The purpose of Directive 2006/123/EC on services in the internal market is to improve the operation of the single services market. The Directive demands that Member States eliminate unjustified or disproportionate legal and administrative obstacles to establishing companies or the provision of cross-border services in the EU. The Directive is also intended to eliminate obstacles that confront recipients of services, i.e. consumers and companies, when accessing services in other Member States. In the second paragraph of Article 2, the Directive prohibits discrimination on the basis of the citizenship or place of residence related to the access to a certain service. Companies thus must not treat consumers differently just because they are from another country, unless there are objective reasons, such as e.g. additional costs borne by the company due to the remoteness of the place of delivery, special risks related to the applicable rules and regulations in other Member State, different market conditions, such as pricing by the competition, or lack of appropriate protection of intellectual property rights.
To enhance consumers' trust when accessing the services within the EU, Member States, as per the Directive, must provide consumers with general information on consumer legislation and consumers' rights as well as the information on organisations offering assistance to consumers in disputes with vendors. In Slovenia, the contact point for providing such information to consumers is the European Consumer Centre. The consumers' complaints stated in the report of the network of European Consumer Centres show that there are also complaints that relate to the denial of access to services or higher prices on the basis of the consumer's place of residence or citizenship.
Consumers most often encounter discrimination based on their place of residence when purchasing on-line from vendors outside their country or when travelling in another country. On the basis of its experience in dealing with consumers' complaints, the European Commission has prepared the Practical Guide for Consumers, in which consumers’ most frequent problems with access to services (including the delivery of goods) in other EU Member States are presented. Based on concrete examples, consumers can learn about the options to acquire better offers in the single market and about cases of unacceptable discriminatory practices.

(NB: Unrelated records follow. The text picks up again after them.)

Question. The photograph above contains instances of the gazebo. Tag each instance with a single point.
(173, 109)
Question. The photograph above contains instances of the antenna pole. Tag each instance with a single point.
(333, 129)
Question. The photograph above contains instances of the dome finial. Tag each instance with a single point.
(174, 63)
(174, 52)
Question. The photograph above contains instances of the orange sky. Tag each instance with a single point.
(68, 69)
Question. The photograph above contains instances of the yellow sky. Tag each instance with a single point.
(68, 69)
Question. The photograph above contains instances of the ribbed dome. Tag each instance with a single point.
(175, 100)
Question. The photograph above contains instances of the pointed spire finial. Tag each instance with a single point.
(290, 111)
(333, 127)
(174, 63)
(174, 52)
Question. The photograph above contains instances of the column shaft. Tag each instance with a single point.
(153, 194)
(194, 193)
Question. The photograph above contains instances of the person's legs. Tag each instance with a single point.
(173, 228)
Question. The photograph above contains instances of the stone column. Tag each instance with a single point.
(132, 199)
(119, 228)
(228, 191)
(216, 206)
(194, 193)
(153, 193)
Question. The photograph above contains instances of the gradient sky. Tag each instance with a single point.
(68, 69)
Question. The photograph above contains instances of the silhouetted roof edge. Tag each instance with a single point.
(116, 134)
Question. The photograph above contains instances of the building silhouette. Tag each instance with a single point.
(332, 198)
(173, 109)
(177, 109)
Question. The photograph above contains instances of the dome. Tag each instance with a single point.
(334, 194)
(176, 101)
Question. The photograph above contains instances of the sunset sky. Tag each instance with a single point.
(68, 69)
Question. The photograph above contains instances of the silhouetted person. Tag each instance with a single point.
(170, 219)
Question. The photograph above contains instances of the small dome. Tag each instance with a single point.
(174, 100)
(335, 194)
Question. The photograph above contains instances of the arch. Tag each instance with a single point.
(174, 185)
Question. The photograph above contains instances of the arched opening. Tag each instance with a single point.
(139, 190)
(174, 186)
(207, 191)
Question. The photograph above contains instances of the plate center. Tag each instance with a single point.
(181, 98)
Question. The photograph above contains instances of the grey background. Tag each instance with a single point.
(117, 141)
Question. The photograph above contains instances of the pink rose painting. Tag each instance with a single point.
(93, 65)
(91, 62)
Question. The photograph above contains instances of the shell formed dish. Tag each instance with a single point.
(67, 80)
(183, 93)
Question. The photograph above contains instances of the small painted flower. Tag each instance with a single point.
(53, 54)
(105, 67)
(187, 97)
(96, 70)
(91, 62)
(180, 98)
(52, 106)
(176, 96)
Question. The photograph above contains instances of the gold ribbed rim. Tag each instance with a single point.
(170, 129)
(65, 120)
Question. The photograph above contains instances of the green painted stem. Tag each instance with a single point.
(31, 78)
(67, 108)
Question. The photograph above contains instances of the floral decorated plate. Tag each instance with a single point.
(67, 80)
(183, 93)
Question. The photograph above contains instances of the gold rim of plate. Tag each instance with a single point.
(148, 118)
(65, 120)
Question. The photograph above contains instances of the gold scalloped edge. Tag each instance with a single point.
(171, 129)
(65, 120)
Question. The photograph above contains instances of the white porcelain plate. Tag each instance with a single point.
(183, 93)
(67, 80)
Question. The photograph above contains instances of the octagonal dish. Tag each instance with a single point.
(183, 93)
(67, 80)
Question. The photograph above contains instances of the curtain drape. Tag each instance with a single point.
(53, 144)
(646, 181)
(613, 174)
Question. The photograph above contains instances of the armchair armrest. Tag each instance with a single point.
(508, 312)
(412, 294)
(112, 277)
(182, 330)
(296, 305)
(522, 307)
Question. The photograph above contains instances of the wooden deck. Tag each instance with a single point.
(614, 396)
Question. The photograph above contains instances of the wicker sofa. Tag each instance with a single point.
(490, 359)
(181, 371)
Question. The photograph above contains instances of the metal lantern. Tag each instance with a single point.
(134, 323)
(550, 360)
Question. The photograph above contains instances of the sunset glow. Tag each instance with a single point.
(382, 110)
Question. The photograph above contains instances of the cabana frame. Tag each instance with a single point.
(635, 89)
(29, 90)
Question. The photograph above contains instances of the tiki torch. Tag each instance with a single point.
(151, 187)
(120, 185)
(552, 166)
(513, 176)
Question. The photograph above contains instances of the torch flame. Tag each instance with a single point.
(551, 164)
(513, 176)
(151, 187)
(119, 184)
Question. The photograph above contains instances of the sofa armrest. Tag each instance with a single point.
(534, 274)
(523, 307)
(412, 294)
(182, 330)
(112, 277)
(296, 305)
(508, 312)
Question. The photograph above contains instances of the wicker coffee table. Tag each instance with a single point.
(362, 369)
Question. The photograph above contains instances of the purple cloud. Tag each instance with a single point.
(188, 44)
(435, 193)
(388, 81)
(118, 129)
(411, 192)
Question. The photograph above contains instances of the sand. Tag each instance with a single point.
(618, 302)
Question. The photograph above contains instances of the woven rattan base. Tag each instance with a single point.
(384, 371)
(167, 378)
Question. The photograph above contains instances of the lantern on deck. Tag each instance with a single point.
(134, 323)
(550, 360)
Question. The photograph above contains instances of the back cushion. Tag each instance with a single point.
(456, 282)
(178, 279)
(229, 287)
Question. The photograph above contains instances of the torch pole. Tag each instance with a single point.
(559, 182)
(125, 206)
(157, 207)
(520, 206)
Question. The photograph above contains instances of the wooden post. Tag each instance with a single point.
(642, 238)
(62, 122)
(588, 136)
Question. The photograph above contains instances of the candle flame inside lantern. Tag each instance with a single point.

If you want to file a complaint due to a violation of the rights deriving from the Directive on Services, we suggest contacting the service provider first. If the service provider fails to reply or the reply is unsatisfactory, you may contact the European Consumer Centre, which will ask the provider to eliminate the violations. The Directive on Services was transposed into the Slovenian legislation with the Act on services in the internal market and numerous other sectoral regulations. The Ministry of Economic Development and Technology – Internal Market Directorate, Sector for Services is competent for the transfer of the Directive.